Tomakdeg came, and after filling his mouth with rice, blew it out over the people, in the same way that the sickness was to be spit out. Meanwhile Bebeka-an, armed with a wooden spoon, tried to dig up the floor and the people on it, “for that is the way she digs up sickness.” Awa-an, a spirit of the water, came to inform the people that the spirit of a man recently drowned was just passing the house. Everything else was abandoned for a few moments, while basi was poured out of the window, so that the dead might receive drink.
Two female spirits, Dalimayawan and Ginlawan, came at the same time and danced together, while they informed the people of their beauty and their expertness in dancing. Suddenly they stopped, and said that Andayau, the mother of Lakgangan, was near by; then they instructed the host that he should wrap a gourd in a cloth and tell Andayau that it was her son’s head, and that he had been killed, because he had stolen carabao. Scarcely had the two visitors departed, when the mother appeared, and being informed of her son’s death, she began to wail, “He is lost. No one works the fields, where we planted calabasa. Lakgangan is lost, he who has been killed. Why did you go to steal carabao? We have put Lakgangan in a hammock; we take him to Tomakdang. The basi put out for Lakgangan is good. He is lost whom they went to kill. Lakgangan is lost. We take him to Tomakdang.”
The song was interrupted by a head-hunting spirit, who demanded the heads of two visiting girls from Patok, but she finally went away satisfied with a piece of cloth which they gave her. Blood and oil were sprinkled liberally over the ground and the gathering broken up for the morning.
All the forenoon, a small group of men and women, had been constructing a small covered bamboo raft, and had placed in it a sack of rice, which had been contributed by all the people. [157]
By four o’clock a large number of people had gathered in the yard near the house, and soon the spirit mats were spread on an old bedstead, and the mediums started again to summon the superior beings. The first two to appear were Esteban from Cagayan and Maria from Spain.
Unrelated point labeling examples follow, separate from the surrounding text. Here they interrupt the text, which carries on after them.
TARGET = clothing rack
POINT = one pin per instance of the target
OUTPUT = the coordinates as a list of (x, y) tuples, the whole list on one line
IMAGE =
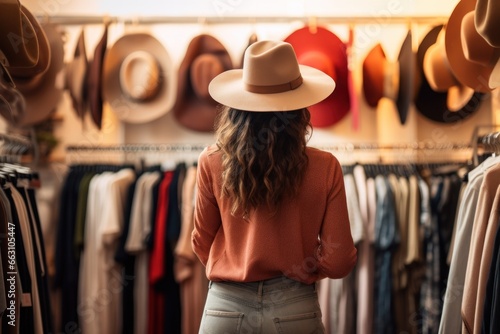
[(153, 148), (222, 19), (177, 147), (13, 147), (488, 142), (347, 147)]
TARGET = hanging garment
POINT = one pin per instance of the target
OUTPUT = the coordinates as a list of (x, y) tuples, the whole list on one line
[(140, 229), (485, 201), (386, 239), (100, 280), (189, 271), (491, 314), (451, 314), (157, 262)]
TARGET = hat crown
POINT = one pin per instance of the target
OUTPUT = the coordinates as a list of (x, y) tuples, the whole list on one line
[(270, 63), (475, 48), (204, 68), (140, 75)]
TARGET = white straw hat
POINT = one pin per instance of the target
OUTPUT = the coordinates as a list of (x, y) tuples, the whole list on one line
[(271, 80)]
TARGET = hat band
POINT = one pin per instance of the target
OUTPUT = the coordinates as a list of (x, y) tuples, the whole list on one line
[(295, 83)]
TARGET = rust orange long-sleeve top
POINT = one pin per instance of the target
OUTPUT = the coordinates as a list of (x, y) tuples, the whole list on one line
[(307, 239)]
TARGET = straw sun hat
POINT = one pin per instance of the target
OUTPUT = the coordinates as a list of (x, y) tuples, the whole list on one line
[(271, 80)]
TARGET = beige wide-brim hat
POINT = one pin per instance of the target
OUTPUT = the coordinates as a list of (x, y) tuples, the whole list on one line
[(271, 81), (43, 92), (478, 50), (468, 73), (487, 21), (205, 58), (139, 81)]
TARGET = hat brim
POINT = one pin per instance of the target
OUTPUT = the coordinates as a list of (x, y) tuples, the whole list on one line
[(434, 105), (228, 89), (42, 101), (468, 73)]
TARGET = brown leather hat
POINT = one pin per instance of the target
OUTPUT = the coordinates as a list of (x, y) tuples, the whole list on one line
[(440, 97), (43, 92), (76, 75), (204, 59), (469, 73), (487, 21), (94, 79), (373, 75), (23, 41)]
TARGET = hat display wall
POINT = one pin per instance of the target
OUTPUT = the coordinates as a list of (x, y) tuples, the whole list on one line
[(374, 66), (477, 49), (440, 97), (487, 21), (205, 58), (138, 78), (42, 92), (76, 76), (271, 80), (469, 73), (322, 49), (12, 103), (407, 78), (95, 79), (19, 41), (395, 80)]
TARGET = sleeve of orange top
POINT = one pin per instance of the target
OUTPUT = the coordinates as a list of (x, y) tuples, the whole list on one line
[(336, 253), (207, 219)]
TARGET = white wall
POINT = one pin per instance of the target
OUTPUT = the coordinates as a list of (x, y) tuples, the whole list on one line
[(376, 125)]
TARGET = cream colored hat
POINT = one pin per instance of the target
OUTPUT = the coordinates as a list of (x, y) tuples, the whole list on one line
[(138, 79), (271, 80)]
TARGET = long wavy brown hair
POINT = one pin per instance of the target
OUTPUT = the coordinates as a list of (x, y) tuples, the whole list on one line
[(263, 156)]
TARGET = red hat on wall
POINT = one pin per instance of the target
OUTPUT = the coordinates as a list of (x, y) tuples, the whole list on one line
[(320, 48)]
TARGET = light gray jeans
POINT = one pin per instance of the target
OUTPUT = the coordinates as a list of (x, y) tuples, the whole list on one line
[(278, 305)]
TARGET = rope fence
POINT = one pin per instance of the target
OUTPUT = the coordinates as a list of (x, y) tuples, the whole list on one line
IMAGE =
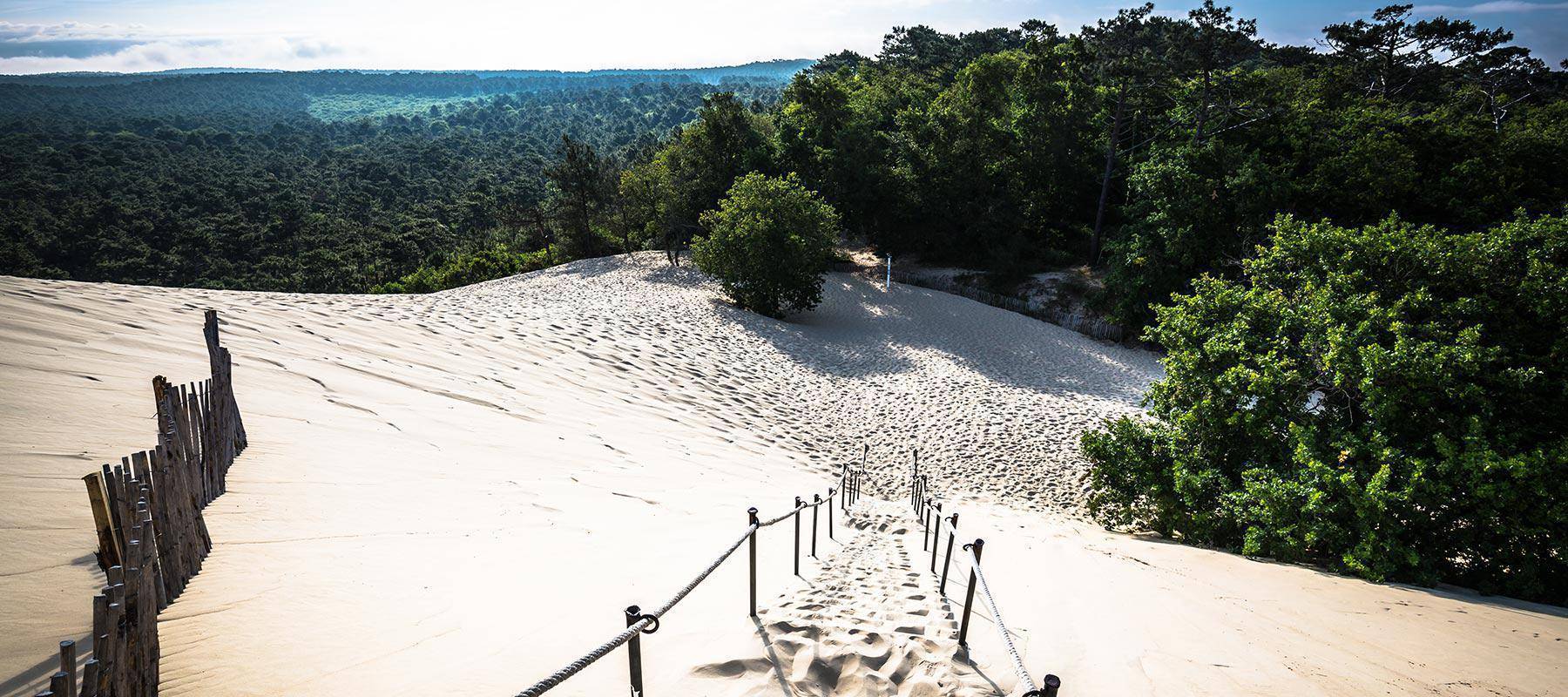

They wore gay handkerchiefs about their shoulders, and when they danced, gave an imitation of the Spanish dances now seen among the Christianized natives of the coast. It was quite evident that these foreign spirits were not popular with the people, and they were distinctly relieved when Mananako replaced them. This spirit has the reputation of being a thief, and the guests had great sport preventing him from stealing the gifts intended for other spirits.